The number of online discussions regarding UAE banks saw a notable increase of 10.7 percent, climbing from 98,045 in 2022 to 108,488 in 2023, according to a report released on Monday.
The latest UAE Banking Sentiment Index, compiled by PwC Middle East in partnership with DataEQ, indicates that this rise in online conversation is partly attributed to various promotional campaigns. This trend underscores the growing dependence on social media as a primary channel for customer interactions with banks across the UAE.
PwC Middle East’s report highlights that while banks maintain a solid reputational sentiment, certain operational challenges, particularly in customer service and product performance, require urgent attention. Key areas identified for improvement include response times, staff training, and communication channels, all of which contribute to customer dissatisfaction. Addressing these operational issues will be crucial in elevating service quality and enhancing the customer experience.
Topics such as credit cards and loans were frequently mentioned in discussions, revealing areas needing further enhancement due to problems like card malfunctions, disputed fees, and fraudulent transactions. Concerns regarding digital security were also prominent, with many complaints focused on fraudulent transactions and fears of compromised account security, signaling an urgent need for improved cybersecurity measures.
The study also indicated that banks responded to only 57.1 percent of priority conversations, a decrease from the previous year.
This decline points to challenges in managing the growing volume of social media interactions, which negatively affects consumer sentiment.

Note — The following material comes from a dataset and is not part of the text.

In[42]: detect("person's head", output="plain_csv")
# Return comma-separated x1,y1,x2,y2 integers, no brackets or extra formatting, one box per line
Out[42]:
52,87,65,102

Mark Stanley, partner in financial service consulting at PwC Middle East, stated, “With the rise in digital engagement, banks have a valuable opportunity to leverage unstructured feedback for real-time insights. However, they must prioritize effective and fair customer service to meet consumer expectations and improve overall satisfaction.”
Melanie Malherbe, managing director at DataEQ, noted, “In addition to impacting consumer sentiment, lack of service improvements can have potential regulatory implications. Just over a quarter of all sentiment-bearing mentions encompassed one of the six Treating Customers Fairly (TCF) outcomes. Of these mentions, Outcome five (TCF 5), performance and service, was by far the most notable conduct theme across the industry.”
She further emphasized, “This year’s index highlights the need for UAE banks to adopt a data-driven approach to address customer feedback and grievances. Investing in digitalization alone is not enough; banks must enhance their responsiveness to social media interactions and integrate these efforts into their broader customer care strategies.” Stanley added, “PwC Middle East remains committed to helping organizations and industries reimagine doing business in the new normal, using technology that makes a difference, powered by the combination of digital strategy, data, automation, cybersecurity, a digitally upskilled workforce, and other connected areas of expertise.”